I was still feeling a little tired - not used to the swim before biking - and I was worried about the one hill on the course. It kicked my butt last year. It doesn't kick my butt anymore, but I thought maybe part of the butt-kicking was due to swimming beforehand. Nope. The hill felt like no more than a speed bump. I even cheered a guy on as I passed him while he was struggling.
I felt like I could've biked like that all day. I felt like I totally could've run a 5k afterward, and I'm glad I didn't bring my running shoes with me. (I almost had, just in case!) I seriously considered doing the run barefoot, but I held myself back. NOT worth jeopardizing higher priority races for a sprint tri.
Bike time: 38:38. 4:57 faster than last year.
Total time: 57:02.
My goal, pre-injury, had been to do TFJ in less than 1:30. When I changed things up, I hoped to do the whole thing in less than an hour and the bike in less than 40 minutes. Obviously, I nailed both goals. And the improvement from last year is fantastic - not just in the timing, but how I felt. None of it was a struggle. It was a challenge, but I never struggled.
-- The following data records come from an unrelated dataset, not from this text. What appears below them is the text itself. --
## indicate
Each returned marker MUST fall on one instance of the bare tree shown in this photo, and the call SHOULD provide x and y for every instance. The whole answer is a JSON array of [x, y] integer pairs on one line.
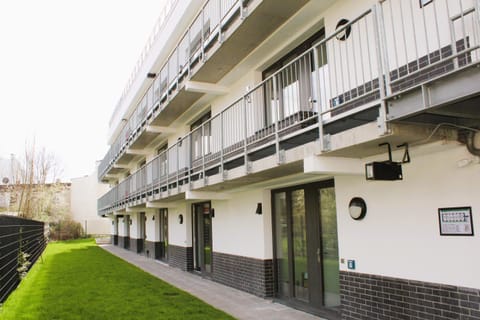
[[37, 184]]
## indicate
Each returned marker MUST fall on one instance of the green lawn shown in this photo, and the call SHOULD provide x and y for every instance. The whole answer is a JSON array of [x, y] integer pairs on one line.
[[78, 280]]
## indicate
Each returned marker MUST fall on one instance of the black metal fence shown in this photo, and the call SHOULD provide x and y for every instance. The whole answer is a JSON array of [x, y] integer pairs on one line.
[[21, 244]]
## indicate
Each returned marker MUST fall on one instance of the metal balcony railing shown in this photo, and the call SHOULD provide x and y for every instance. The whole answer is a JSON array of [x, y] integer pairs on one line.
[[387, 50], [207, 27]]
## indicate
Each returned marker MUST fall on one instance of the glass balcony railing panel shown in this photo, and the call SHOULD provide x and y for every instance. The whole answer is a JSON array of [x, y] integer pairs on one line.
[[164, 84], [210, 19], [424, 42], [233, 126], [183, 55], [150, 99], [156, 90], [196, 38], [172, 70], [215, 140], [162, 165], [172, 154], [227, 7], [348, 68], [155, 170]]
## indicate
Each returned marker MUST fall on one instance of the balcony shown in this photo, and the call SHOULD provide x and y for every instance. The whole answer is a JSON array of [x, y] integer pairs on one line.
[[382, 77], [223, 33]]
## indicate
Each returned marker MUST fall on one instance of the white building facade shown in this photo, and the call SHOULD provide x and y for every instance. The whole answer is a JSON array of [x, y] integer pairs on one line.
[[321, 153], [83, 194]]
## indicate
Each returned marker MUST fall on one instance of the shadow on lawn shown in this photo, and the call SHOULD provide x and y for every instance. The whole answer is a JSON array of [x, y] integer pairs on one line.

I had fun the whole time.
I'm looking onward to other things. Given the rest of my training, I'm feeling pretty decent about doing a 70.3 now....and training further to go after that 140.6. With my recent mindset shift, I've come to realize that I still AM run training, in a way - improving my efficiency and comfort with the swim and bike will set me up to have a much better run. As far as the swim and bike goes, I'm pretty confident that I'm exactly where I should be in my training.
I go back to the doc on Thursday to see how the injury is healing. I feel good about it. I notice some improvement since I got the diagnosis - walking, balancing, running (breaking out into impromptu runs without thinking about it, same thing that was happening last year when the stress reaction was over). I feel like I have a lot more strength in that leg. I get NO twinges with swimming or cycling, even if I ride hills and even if I stand up on them.
I really, really want to do Muncie. I know it's not a lot of time to get my run fitness back, but I'll be content with just being allowed to attempt it. Cross those fingers hard for good news from the doc.